Hubert Fiorentini (Jean
Reno) est un commissaire de police qui utilise un peu trop souvent les
poings. Sa dernière victime n'est autre que le fils d'un préfet et la
visite qu'il rend au jeune homme à l'hôpital n'arrange pas vraiment les
choses ! On lui conseille, comme dans 90% des films policiers de
prendre quelques vacances et cette proposition tombe à pic, puisque lui
arrive une sombre nouvelle : la seule femme qui l'a aimé et qui est
repartie depuis 19 ans vivre au Japon vient de mourir, lui léguant une
jeune fille de 20 ans, Yumi (Ryoko Hirosue).
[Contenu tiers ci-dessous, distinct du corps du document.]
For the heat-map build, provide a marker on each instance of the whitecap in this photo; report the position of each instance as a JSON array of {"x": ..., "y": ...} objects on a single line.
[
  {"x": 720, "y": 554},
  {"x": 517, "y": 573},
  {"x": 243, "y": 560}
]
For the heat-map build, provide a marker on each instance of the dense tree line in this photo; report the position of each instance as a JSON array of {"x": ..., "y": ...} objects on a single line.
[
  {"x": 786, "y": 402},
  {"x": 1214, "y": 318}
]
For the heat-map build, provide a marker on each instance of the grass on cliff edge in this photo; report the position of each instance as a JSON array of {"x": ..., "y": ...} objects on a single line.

Les choses se compliquent
un peu lorsqu'il découvre sur le compte de son ex-compagne 200 millions
de dollars...
Les films calibrés "Besson" se reconnaissent désormais avec une
certaine aisance. Un petit (très petit !) scénario, un rythme vif, des
personnages hauts en couleur, des dialogues simples (très simples !)
pour que les ados illettrés puissent quand même saisir quelque chose,
des acteurs charismatiques, et une musique qui rugit dans les tympans.
Dans le film qui nous occupe présentement, tous les ingrédients
nécessaires et suffisants sont présents. Sur une histoire qui rappelle
beaucoup le sujet des "Anges gardiens", Jean Reno campe son habituel personnage
de gros bras entourant un coeur tendre. Il est bien secondé par une
Japonaise, ado rebelle, tout à fait charmante et pétillante, ainsi que
par son collègue Momo, sympathique abruti, (Michel Muller), improbable
policier installé au pays du soleil levant ! Il y a un mélange d'action
humoristique (Jean Reno dégomme les yakusas à coups de balle de golf
!), de moments intimistes entre père et fille, de scènes relativement
amusantes (le défilé de mode de Yumi, entrecoupé du déballage de
l'arsenal apporté par Momo, ou les courses de Yumi dans un centre
commercial, protégée par son père qui liquide discrètement les yakusas
qui les suivent), de moments de remplissage aussi... La routine, quoi !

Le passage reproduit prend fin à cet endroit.